When non operative treatment fails patients often choose surgery.

The goal is to enlarge the tunnel and decrease pressure on the nerve by dividing the transverse carpal ligament.

What is endoscopic carpal tunnel release?

At least 10 years ago surgeons began doing carpal tunnel release utilizing special instruments which allowed the surgery to be done through smaller incisions than previously. It was felt that this would allow quicker healing, less pain and faster recovery.

Endoscopic release however, has not been fool proof and has its own set of problems mainly caused by injury to the nerve or incomplete release of the ligament.

Many surgeons including myself have not been impressed by endoscopic release and it's potential complications.

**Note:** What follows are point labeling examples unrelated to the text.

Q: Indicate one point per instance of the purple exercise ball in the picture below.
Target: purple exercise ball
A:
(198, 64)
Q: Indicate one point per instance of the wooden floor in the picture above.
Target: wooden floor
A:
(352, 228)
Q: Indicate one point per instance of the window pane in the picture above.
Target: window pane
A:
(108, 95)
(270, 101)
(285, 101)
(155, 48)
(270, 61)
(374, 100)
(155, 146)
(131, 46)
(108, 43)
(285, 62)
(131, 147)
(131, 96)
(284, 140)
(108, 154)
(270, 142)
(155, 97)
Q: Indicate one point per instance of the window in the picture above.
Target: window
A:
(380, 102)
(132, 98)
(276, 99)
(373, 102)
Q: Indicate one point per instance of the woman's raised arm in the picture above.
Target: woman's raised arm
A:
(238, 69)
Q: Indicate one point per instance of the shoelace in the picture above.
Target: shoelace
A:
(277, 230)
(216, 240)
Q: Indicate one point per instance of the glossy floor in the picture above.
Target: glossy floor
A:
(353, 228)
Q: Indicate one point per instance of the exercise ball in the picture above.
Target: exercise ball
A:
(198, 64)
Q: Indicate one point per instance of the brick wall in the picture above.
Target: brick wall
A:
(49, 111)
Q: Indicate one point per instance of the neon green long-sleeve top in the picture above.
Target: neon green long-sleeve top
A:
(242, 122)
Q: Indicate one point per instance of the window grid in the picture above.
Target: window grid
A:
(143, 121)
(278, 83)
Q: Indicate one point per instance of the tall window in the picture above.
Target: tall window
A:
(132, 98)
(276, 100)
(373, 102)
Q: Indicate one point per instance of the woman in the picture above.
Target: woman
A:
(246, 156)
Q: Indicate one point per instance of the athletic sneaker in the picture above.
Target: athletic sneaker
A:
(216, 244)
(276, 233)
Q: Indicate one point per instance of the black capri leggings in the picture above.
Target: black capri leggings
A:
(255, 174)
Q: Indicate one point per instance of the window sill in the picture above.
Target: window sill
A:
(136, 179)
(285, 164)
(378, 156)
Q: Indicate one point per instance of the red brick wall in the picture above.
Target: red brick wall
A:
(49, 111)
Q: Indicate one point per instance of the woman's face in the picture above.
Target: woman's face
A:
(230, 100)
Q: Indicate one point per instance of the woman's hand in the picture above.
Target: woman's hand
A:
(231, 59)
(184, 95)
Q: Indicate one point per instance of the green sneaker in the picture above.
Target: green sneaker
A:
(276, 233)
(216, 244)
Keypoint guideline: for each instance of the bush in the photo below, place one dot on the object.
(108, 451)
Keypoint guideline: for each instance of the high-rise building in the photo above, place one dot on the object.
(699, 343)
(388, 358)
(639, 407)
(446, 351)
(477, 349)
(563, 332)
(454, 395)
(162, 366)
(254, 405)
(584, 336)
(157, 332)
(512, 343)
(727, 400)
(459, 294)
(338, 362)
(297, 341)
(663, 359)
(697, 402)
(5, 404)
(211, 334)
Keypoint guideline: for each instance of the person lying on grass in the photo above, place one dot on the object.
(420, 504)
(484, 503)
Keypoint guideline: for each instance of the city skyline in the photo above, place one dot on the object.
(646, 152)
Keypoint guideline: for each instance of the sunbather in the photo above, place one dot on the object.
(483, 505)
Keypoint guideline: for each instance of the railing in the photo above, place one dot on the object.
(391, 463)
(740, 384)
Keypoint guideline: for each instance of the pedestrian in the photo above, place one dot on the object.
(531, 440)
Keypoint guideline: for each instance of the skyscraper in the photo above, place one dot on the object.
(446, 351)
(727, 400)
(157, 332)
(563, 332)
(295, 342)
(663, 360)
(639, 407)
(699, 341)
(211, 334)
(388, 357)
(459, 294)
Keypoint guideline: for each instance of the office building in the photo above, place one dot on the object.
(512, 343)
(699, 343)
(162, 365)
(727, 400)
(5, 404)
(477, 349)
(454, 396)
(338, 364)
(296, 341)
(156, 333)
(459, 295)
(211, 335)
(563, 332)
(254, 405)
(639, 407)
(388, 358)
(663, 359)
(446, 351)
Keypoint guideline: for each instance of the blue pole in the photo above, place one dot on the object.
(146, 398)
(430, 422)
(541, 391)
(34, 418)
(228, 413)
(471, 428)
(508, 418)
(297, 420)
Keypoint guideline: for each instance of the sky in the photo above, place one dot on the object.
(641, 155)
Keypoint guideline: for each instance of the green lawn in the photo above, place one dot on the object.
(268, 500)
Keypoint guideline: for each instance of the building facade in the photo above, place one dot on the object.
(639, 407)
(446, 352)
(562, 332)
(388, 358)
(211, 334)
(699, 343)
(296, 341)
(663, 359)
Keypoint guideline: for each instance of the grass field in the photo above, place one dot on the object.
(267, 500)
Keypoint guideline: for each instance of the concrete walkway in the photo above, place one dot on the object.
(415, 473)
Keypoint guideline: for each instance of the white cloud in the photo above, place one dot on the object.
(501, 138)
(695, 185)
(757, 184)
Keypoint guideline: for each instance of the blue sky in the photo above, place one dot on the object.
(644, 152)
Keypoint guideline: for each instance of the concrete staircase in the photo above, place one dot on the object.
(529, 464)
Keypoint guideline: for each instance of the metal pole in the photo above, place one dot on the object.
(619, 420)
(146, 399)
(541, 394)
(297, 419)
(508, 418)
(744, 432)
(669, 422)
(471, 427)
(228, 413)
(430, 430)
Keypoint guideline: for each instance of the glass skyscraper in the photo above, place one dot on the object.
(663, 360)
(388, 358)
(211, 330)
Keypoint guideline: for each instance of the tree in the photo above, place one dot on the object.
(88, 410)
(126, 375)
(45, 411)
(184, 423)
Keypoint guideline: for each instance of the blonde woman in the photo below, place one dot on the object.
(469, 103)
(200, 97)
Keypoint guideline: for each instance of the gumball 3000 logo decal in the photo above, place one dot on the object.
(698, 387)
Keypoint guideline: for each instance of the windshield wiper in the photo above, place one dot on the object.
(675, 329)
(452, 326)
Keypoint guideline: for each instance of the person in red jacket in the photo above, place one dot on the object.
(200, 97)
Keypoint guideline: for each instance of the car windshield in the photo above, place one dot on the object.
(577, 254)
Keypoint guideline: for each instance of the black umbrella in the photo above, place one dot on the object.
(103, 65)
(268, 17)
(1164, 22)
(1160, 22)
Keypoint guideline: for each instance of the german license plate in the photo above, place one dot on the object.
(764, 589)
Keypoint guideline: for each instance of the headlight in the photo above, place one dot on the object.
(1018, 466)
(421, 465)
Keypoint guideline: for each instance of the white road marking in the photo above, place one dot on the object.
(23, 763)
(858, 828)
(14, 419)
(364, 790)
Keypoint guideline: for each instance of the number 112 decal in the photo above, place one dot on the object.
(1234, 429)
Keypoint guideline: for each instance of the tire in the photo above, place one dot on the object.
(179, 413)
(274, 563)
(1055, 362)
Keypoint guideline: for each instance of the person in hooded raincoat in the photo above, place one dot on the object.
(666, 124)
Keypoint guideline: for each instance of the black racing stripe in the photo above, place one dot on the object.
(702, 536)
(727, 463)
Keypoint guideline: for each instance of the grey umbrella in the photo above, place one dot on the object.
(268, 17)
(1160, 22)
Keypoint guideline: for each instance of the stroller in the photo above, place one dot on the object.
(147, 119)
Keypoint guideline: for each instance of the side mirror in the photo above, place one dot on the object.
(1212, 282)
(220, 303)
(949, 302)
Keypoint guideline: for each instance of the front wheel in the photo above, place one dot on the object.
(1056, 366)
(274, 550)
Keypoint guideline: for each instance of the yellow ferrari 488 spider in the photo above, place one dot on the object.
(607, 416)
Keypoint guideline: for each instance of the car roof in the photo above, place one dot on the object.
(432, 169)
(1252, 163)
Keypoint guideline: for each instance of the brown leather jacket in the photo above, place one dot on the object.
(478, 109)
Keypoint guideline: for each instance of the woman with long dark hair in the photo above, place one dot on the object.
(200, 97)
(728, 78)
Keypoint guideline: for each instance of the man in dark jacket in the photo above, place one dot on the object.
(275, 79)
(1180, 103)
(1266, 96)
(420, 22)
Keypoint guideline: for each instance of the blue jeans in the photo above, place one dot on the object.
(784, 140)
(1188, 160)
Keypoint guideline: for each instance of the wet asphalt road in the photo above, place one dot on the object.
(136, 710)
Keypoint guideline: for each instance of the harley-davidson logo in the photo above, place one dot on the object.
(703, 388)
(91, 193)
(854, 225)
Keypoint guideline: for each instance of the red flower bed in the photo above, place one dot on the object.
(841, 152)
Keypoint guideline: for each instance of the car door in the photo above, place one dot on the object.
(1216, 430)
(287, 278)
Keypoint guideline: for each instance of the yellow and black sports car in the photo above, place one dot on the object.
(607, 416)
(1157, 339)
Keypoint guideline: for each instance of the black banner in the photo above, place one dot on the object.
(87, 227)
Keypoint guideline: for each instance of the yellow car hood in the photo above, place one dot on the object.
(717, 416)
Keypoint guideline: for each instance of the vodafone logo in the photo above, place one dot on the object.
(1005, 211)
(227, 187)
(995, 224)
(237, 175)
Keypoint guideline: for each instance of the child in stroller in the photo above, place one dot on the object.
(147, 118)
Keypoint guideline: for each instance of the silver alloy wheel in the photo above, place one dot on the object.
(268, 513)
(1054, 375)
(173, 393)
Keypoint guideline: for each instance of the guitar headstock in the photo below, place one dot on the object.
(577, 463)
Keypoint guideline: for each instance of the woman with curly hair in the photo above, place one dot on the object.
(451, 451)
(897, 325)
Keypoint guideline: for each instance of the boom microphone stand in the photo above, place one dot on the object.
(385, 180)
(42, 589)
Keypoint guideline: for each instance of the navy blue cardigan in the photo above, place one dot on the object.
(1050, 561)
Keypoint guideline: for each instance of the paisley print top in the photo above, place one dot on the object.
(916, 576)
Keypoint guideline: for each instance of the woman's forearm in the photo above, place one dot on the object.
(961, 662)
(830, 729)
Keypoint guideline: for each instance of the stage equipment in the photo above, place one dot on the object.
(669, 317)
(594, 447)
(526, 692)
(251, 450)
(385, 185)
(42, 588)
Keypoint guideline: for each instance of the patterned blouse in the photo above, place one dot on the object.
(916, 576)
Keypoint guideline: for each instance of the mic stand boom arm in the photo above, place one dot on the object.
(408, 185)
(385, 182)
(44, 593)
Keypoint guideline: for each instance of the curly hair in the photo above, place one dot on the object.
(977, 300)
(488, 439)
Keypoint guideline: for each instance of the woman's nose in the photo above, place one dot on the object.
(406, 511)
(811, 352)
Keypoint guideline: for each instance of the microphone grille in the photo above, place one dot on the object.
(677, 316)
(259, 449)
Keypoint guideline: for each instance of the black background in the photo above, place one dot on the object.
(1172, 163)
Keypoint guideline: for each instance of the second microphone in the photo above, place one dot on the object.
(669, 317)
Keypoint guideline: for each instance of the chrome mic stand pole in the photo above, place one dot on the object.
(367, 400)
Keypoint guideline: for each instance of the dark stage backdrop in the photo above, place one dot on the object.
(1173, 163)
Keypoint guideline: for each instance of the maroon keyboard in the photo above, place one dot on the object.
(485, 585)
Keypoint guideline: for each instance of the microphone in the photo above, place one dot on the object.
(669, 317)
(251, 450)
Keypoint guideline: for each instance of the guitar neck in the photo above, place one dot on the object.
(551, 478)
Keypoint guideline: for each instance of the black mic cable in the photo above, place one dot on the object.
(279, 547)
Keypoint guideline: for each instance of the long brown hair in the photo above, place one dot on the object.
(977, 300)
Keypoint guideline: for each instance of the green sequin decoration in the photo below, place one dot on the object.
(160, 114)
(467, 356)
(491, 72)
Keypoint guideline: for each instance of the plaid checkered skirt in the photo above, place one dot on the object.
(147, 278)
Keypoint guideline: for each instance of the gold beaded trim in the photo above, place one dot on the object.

This is not to say that someone who does endoscopic carpal tunnel release routinely can not do it safely or with the same results that we do through open incisions.

I have been very happy with my personal small incision open release of the carpal tunnel, because I can very adequately evaluate the structures of the hand, directly see the nerve and tendons and always completely protect the nerve to do a complete release.

I like my patients to understand what options are available to them and why I use the technique that I do. I make a very small incision usually of an inch placed in the palm. After a few months most patients cannot find where the incision was.

Most of my patients experience little or no pain following the procedure.

"Doctor, I have heard that carpal tunnel surgery doesn't always work. Why is that?"

  1. The nerve may be too old or has had pressure on it too long and can be damaged making it difficult for the nerve to recover.

  2. The ligament could be incompletely released.

  3. Pillar pain may follow carpal tunnel release, which is thought to be associated with the resulting change in the architecture of the bones of the wrist secondary to release of the ligaments. This particular condition is certainly real, but not well understood.

  4. Palmar cutaneous neuroma. Release of the transverse carpal ligament can occasionally result in injury to a small skin nerve which is very tiny and can be damaged at the time of the carpal tunnel incision even if the incision is very small. This can result in pain in the region of the incision which lasts much longer than one would expect the incisional pain to last.